I have a portfolio and I know how many loans the portfolio has in total $n$ and how many loans in the portfolio defaulted $d$. I also predicted one default rate for the portfolio $edf$. Hence, I am assuming the portfolio has a Binomial distribution with parameters $B(n, edf)$.
I calculate a realized default rate $rdf$ as $\frac{d}{n}$. Now I would like to calculate a confidence interval with confidence level $\alpha$ which shows where $\alpha$ percent of realizations from $B(n, edf)$ should fall.

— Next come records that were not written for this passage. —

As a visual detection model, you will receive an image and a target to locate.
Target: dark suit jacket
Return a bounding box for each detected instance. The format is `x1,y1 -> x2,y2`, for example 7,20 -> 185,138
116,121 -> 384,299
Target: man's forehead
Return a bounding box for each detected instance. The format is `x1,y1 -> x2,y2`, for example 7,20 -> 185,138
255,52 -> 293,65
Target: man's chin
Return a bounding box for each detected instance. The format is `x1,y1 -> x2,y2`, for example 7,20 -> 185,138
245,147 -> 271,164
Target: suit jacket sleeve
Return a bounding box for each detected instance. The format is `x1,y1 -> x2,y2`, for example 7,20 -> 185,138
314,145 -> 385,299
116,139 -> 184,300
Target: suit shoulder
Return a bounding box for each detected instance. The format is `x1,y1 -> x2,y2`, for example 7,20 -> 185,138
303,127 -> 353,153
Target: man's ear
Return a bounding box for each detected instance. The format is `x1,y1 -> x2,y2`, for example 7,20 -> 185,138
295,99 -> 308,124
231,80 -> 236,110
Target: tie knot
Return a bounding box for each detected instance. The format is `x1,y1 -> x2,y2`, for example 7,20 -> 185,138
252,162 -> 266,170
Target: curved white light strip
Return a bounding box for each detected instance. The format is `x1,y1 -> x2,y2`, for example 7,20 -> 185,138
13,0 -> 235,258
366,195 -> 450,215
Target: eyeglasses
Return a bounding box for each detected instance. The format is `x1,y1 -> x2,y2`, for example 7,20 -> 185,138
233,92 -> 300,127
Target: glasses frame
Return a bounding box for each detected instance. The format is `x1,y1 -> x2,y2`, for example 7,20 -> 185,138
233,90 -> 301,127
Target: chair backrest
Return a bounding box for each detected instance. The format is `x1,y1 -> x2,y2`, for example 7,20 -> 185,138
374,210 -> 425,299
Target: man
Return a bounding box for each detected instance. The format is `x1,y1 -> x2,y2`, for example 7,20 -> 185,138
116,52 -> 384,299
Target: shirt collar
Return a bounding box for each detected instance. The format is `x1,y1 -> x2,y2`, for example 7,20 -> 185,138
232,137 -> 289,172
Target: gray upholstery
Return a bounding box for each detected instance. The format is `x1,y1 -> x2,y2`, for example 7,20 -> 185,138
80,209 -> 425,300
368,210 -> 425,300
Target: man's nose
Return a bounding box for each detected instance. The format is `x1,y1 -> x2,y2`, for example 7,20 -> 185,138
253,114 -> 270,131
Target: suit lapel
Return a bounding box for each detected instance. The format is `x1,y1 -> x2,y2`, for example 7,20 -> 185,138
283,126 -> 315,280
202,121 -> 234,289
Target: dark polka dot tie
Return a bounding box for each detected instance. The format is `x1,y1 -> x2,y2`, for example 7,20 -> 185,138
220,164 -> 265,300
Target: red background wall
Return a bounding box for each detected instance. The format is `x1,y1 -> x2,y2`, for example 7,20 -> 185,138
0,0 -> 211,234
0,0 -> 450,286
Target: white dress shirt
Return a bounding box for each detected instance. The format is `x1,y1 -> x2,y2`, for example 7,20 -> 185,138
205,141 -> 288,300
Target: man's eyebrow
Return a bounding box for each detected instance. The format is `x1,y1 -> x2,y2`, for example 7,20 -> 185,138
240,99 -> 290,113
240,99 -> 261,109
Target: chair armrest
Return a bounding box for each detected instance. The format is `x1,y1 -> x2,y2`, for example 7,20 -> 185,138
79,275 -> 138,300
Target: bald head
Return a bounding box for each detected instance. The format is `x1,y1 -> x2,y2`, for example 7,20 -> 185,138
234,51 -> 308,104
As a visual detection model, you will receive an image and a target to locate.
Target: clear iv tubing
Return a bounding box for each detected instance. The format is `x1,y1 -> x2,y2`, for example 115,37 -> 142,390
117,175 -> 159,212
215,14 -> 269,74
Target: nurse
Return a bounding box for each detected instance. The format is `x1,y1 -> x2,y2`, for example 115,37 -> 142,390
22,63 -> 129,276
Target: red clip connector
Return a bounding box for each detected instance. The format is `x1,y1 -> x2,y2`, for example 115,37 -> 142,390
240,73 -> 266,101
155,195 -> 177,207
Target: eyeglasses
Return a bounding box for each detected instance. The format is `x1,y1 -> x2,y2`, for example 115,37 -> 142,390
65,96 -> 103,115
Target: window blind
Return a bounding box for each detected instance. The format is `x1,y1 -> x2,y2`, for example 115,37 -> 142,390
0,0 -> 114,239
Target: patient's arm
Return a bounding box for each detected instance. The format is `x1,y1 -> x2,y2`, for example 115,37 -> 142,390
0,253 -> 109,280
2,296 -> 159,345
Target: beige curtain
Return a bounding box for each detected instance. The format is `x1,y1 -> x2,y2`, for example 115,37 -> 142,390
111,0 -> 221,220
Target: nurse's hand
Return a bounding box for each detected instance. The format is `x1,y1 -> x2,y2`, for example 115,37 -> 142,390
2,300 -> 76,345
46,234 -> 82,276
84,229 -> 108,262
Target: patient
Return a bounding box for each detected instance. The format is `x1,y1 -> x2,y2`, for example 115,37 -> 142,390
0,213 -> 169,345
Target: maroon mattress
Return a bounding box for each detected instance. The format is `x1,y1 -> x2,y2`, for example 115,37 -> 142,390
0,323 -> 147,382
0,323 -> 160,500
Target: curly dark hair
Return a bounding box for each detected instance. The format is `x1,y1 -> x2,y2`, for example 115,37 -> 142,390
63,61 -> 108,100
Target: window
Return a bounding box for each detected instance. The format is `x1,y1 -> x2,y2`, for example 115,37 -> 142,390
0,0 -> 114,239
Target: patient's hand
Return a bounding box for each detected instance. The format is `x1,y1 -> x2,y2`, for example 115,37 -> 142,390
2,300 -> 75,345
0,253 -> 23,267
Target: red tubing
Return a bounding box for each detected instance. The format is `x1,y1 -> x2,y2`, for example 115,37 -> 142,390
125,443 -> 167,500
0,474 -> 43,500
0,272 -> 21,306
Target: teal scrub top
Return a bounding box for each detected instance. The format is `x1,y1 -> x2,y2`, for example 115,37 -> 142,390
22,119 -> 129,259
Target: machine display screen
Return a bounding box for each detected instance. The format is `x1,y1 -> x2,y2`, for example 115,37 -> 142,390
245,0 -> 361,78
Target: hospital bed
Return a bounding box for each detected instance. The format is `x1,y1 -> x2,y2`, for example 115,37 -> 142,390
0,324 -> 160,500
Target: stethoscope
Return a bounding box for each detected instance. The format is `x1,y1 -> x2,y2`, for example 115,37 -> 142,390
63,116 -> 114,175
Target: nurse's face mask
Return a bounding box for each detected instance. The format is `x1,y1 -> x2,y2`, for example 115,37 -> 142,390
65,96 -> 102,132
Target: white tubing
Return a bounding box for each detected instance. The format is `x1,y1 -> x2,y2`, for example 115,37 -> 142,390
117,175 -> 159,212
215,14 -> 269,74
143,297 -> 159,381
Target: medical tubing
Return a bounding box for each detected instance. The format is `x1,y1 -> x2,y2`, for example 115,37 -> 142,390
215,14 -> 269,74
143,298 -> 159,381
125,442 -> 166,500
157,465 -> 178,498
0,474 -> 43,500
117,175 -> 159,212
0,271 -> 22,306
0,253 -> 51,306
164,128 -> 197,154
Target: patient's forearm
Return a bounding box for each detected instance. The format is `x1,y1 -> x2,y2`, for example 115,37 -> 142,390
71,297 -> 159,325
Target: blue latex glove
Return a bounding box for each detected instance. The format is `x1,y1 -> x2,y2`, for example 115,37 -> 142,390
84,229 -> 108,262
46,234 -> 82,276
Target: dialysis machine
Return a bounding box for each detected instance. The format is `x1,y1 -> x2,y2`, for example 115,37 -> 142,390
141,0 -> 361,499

I want to take this confidence interval as an indicator if my model is working correctly, which means checking if $rdf$ falls within the confidence interval or not.

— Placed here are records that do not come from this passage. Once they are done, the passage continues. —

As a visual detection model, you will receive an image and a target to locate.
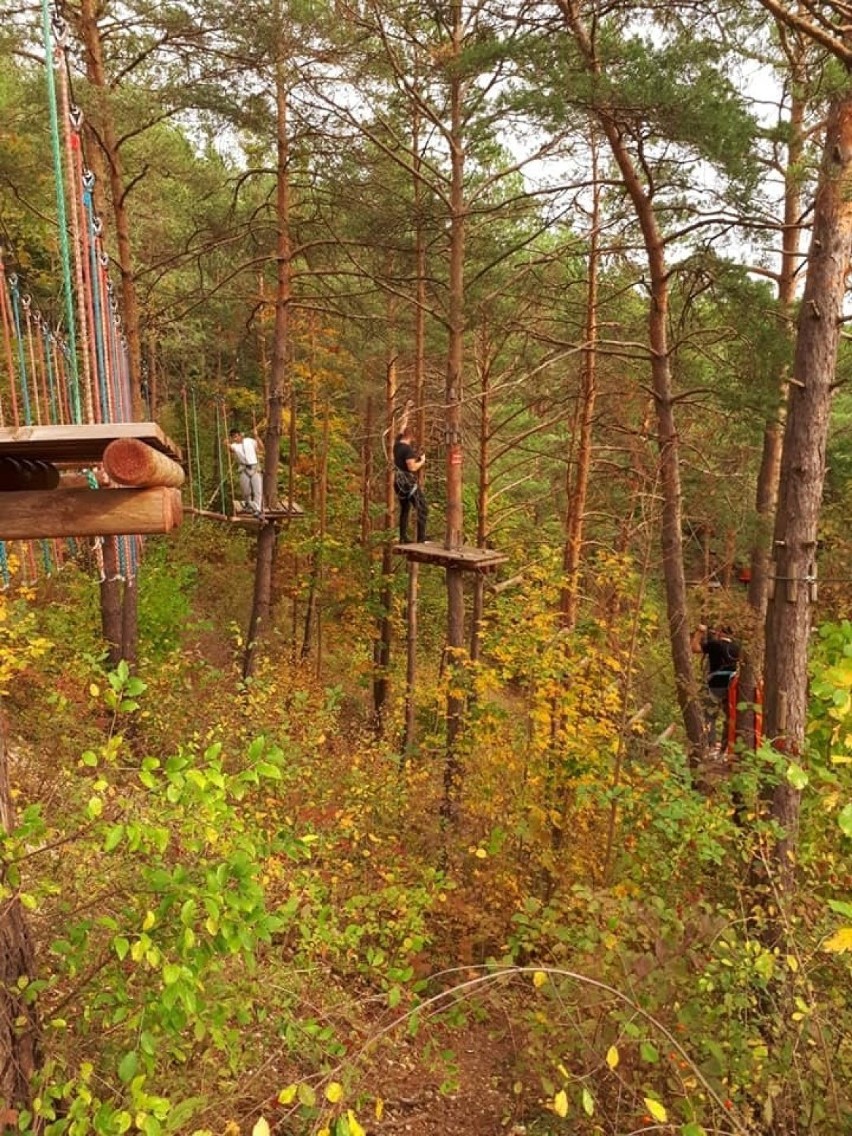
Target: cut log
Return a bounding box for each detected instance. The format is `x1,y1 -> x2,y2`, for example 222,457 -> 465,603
103,437 -> 185,488
0,487 -> 183,541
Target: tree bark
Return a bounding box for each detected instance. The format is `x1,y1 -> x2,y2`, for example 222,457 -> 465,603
0,719 -> 41,1117
736,66 -> 805,750
243,57 -> 294,678
560,8 -> 704,766
560,136 -> 601,629
76,0 -> 142,419
373,358 -> 396,735
765,94 -> 852,894
442,0 -> 466,822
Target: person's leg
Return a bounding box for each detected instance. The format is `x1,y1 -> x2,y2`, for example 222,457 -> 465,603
249,467 -> 264,512
240,467 -> 251,509
415,490 -> 429,544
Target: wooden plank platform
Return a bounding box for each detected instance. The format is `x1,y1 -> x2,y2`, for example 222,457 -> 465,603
393,542 -> 509,571
0,423 -> 183,466
0,487 -> 183,541
183,501 -> 304,529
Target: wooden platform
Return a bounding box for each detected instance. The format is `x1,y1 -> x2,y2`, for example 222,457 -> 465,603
0,423 -> 183,466
393,542 -> 509,571
183,501 -> 304,531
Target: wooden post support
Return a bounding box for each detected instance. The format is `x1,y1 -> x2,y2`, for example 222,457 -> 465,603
103,437 -> 185,488
402,560 -> 420,753
0,487 -> 183,541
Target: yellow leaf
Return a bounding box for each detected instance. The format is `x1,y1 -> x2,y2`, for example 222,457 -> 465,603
583,1088 -> 594,1117
822,927 -> 852,954
346,1109 -> 367,1136
642,1096 -> 669,1125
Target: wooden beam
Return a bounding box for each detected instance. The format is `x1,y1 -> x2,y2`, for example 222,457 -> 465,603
393,542 -> 509,571
0,454 -> 59,492
0,423 -> 182,466
103,437 -> 185,488
0,488 -> 183,541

Option 1: Applying cumulative distribution function
Can I just use the cumulative distribution of the binomial distribution at $cdf_{binomial}(n, edf, \frac{(1 - \alpha)}{2})$ and $cdf_{binomial}(n, edf, 1 - \frac{(1 - \alpha)}{2})$?
OR
Option 2 based on t-value
Should I do sth like $$ Y_{expected} \pm (t * s) $$ where
- $Y_{expected} = n * edf$
- $t$ critical two-tailed t-value at $\alpha$ with $x$ degrees of freedom (How many degrees of freedom? How to calculate?)
- $s$ standard error $\sqrt{n * edf * (1- edf) }$ (Correct?)